Belki de bu yüzden biz, Bizans’ı bilmeyiz ve Batı bakış açıları karşısında susup kalır, onların bize yakıştırdığı kimliği taşır, uzlaşma noktalarını görüp gösterecek yerde, onların bakış açıları üzerinden çatışmalar yaşarız.
Bizans’ın, Balkanlar’dan gelen Sırp tehditlerine karşı ya da yaşadığı iç kavgalarda daima Türklerden yardım istediği, akademik çevreler dışında bilinir mi?
Ya da Bizans İmparatorluğu’nun Doğu ve Batı orduları kumandanı olan Joannes Aksukhos’un Selçuklu bir Türk olduğu hiç hikaye edildi mi? Kısa süreli de olsa bir Türk’ün torununun (Aksukhos’un torunu Ioannes Komnenos) İmparatorluk tahtına oturduğunu çocuklarımıza öğrettik mi?
Şu İstanbul’un surları önünden sabah akşam geçerken, hangimiz taşların üzerinde bize kendimizi anlatan figürleri fark etti?
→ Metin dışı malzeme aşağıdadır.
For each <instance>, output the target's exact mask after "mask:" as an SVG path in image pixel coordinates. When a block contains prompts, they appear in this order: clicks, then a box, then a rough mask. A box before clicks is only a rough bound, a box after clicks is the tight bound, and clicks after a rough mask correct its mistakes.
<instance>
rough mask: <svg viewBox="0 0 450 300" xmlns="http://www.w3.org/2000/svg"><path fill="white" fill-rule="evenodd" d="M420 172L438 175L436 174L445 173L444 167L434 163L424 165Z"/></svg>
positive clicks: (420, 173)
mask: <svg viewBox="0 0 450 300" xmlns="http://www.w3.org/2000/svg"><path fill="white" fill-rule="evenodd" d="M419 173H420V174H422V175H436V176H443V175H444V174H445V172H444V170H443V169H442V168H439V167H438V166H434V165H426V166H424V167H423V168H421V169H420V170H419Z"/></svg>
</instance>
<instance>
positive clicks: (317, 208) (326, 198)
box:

Oradaki yazıların anlamını açıklayan tabelaların konulmasını belediyelerden isteyen oldu mu hiç?
* * *
İSTANBUL Üniversitesi Edebiyat Fakültesi’nde Ortaçağ Tarihi Ana Bilim Dalı Başkanlığı’ndan emekli olduktan sonra sağlık durumu el vermese de, gözleri çok iyi görmese de çalışmaya, temposunu artırarak devam ediyordu Işın Hanım. Bizans tarihçilerini, Türk bakış açısını yansıtan ayrıntılı dipnotlar ekleyerek Türkçe’ye çevirmeyi ve bu bilgilerin yaygınlaşmasını sağlamayı "misyonu" olarak görüyordu. Mikhail Psellos, Ioannes Kinnamos ve Niketas Khoniates’ten, benim bile sıradan bir okuyucu olarak rahatlıkla anlayacağım bir dille çevirdiği kitaplara yenilerini eklemek için son günlerine kadar çalışıyordu.
"Gerek Haçlı Seferleri, gerek Bizans’a ilişkin Batı’da kütüphaneler dolduracak eserler yazılmıştır. Fakat hálá pek çok boşluk mevcut. O bakımdan bizim de yazacak daha çok şeyimiz var" demişti bir süre önce. Hayatı, iyi şeyler yapmak için bir fırsat olarak algılayan neslin üyelerinden birini daha yitirmenin verdiği üzüntümü paylaşırken, bu sözlerinin de diğer çalışmaları gibi bize ilham vermesini diliyorum.